Christopher Hahn, a Democratic strategist, said Saul’s comments illustrate the biggest vulnerabilities in the GOP’s choice of a candidate.
“He’s absolutely the worst person in the world to run against President Obama on the issue of health care,” Hahn said. “They nominated a guy who passed the same exact health care law as the president.”
The Romney campaign was doing damage control late Wednesday, dropping any talk of health care and trying to turn the story to the Obama campaign’s misleading efforts to deny its connection to the super-PAC and Soptic.

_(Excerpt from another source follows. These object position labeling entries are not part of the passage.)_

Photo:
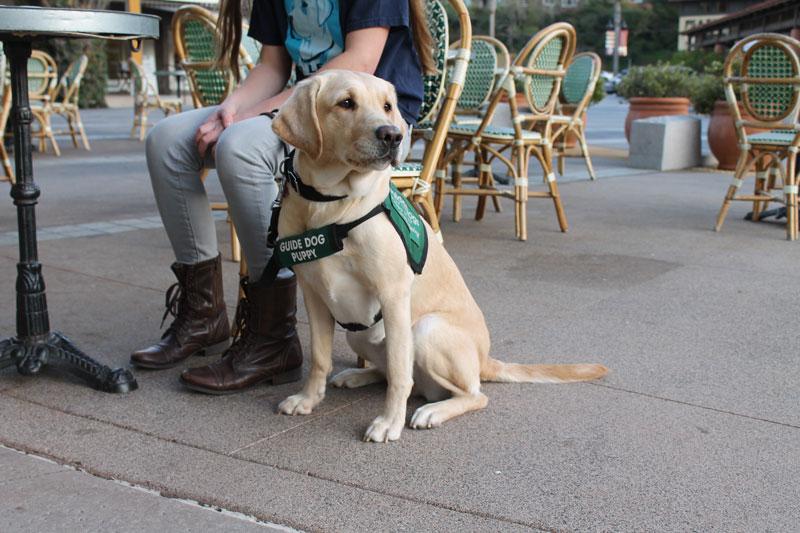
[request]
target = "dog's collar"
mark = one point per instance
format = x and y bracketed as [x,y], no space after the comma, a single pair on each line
[306,191]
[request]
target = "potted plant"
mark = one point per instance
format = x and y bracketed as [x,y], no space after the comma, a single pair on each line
[708,98]
[654,91]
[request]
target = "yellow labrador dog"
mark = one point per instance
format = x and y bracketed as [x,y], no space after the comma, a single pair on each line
[432,339]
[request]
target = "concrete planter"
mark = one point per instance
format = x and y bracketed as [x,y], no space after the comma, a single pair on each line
[644,107]
[722,138]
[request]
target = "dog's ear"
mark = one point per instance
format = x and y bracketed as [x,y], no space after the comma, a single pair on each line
[297,122]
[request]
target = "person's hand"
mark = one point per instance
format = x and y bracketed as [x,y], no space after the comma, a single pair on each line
[208,132]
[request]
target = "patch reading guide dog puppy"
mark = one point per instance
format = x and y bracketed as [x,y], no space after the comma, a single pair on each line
[420,329]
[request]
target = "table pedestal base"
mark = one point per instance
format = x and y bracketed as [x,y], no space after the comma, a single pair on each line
[31,356]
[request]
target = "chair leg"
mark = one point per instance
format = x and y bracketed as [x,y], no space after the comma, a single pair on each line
[585,153]
[456,173]
[439,185]
[790,190]
[484,182]
[429,212]
[520,193]
[71,128]
[49,132]
[142,125]
[741,169]
[81,131]
[550,177]
[761,183]
[561,152]
[135,122]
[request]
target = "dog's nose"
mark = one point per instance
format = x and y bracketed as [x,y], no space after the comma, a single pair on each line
[389,135]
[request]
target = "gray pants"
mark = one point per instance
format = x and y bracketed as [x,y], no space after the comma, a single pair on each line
[248,155]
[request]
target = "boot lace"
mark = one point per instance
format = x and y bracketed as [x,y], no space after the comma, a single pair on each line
[242,339]
[175,305]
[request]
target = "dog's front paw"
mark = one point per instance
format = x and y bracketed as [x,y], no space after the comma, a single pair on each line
[298,404]
[383,429]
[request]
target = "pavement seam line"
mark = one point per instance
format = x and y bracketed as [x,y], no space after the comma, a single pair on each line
[301,424]
[267,465]
[118,282]
[66,468]
[695,405]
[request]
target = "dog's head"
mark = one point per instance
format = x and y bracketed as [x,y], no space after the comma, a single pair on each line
[343,118]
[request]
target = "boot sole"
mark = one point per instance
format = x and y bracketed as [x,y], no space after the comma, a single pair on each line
[279,379]
[214,349]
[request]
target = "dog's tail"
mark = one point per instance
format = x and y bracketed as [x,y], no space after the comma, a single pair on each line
[516,373]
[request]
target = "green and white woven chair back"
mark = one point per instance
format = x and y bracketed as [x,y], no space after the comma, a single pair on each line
[771,101]
[211,84]
[578,79]
[71,80]
[434,84]
[40,75]
[479,82]
[548,52]
[140,85]
[251,52]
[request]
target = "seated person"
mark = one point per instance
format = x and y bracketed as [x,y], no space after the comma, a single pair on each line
[381,37]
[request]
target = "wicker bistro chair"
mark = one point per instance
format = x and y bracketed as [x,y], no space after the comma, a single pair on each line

Obama aides said they didn’t know Soptic, but he has actually appeared in Obama campaign videos in the past.
“With unemployment at a five-month high and stagnant economic growth, President Obama and his campaign are willing to say and do anything to hide the president’s disappointing record,” Romney spokesman Ryan Williams said. “But they’re not entitled to repeatedly mislead voters. Americans deserve better — they deserve a president who’s willing to run an honest campaign and be honest about his own record.”